J’ai rencontré beaucoup de femmes et je crois pouvoir dire qu’il n’y avait pas de profil à proprement parler. Elles se sont engagées dans cette guerre par principe, idéal, par nécessité aussi. Certaines ont profité de cette guerre pour faire valoir le droit des femmes, aujourd’hui ça peut paraître anodin, mais à l’époque, les femmes n’avaient le droit de rien et à rien dans les années 50. A l’échelle internationale, beaucoup de mouvements ont commencé à émerger à la fin de cette période là. Ici le combat à une double signification : se libérer du patriarcat que représente le colonisateur mais aussi celui du père ou du frère. C’est en faisant les mêmes choses que les hommes, qu’elles deviennent leurs égales, et par conséquent, elles peuvent demander à avoir plus de liberté (faire de longues études, exercer le métier qu’elles souhaitent, choisir leurs maris, sortir plus…). Il y a celles qui étaient au maquis en Kabylie, celles qui était dans la zone autonome d’Alger et enfin celles dans le désert (mais je n’en ai jamais rencontré). Elles étaient infirmières, soldats, agentes de liaison, cuisinières, premières gynéco-obstétriques, psychiatres, tisseuses de drapeau,  éveilleuses de conscience, dactylos, poseuses de bombe, artistes… Chacune avait sa place et a posé sa pierre dans cet édifice.

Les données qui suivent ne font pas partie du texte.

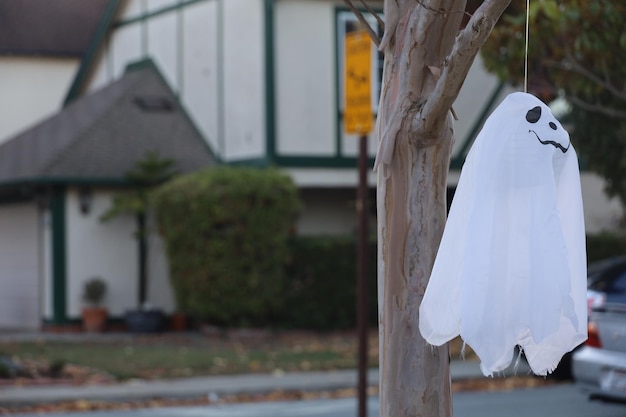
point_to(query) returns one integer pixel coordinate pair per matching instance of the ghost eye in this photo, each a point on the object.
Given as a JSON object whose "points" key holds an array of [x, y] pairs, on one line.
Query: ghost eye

Photo : Nadja Makhlouf, De l’invisible au visible : Moudjahida, femme combattante, Farida Hamidiyous, infirmière du coté de la frontière Tunisienne

The Casbah Post : L’utilisation de diptyques photographiques met en avant le lien entre lutte passée et la réalité du présent. Est-ce une manière d’actualiser leur engagement ?

Oui c’est tout à fait ça. Plus de 50 ans séparent la photo d’archive de la photo récente. Ce sont ces femmes qui ont permis aux femmes algériennes aujourd’hui d’accéder à plus de libertés. Elles ont laissé un héritage fort. Elles devraient servir de modèles pour les générations futures et être une source d’inspiration pour les combats qui restent à mener pour la femme en Algérie.

Photo : Nadja Makhlouf, De l’invisible au visible : Moudjahida, femme combattante, Alice Cherki, psychiatre au coté de Frantz Fanon

The Casbah Post : Avez-vous été surprise par certaines informations que vous avez découvert pendant le projet ?

Oui, par exemple, je ne pensais pas que parmi les moudjahidate, il puisse y avoir des femmes juives et chrétiennes. Je ne pensais pas aussi que, au delà du patriotisme, leurs combats servaient aussi la cause des femmes. En réalité, j’avais une méconnaissance totale sur ce sujet et ce sont elles qui m’ont tout appris.

Photo : Nadja Makhlouf, De l’invisible au visible : Moudjahida, femme combattante, Elyette Loup, agent de liaison pour le PCA

The Casbah Post : Avez-vous d’autres projets sur lesquels vous aimeriez  prochainement vous pencher ?

Il y‘a bien 2/3 projets que j’aimerais commencer/ terminer cette année mais je n’en parle pas. Par superstition j’imagine, mais aussi par peur de ne pas les voir naître.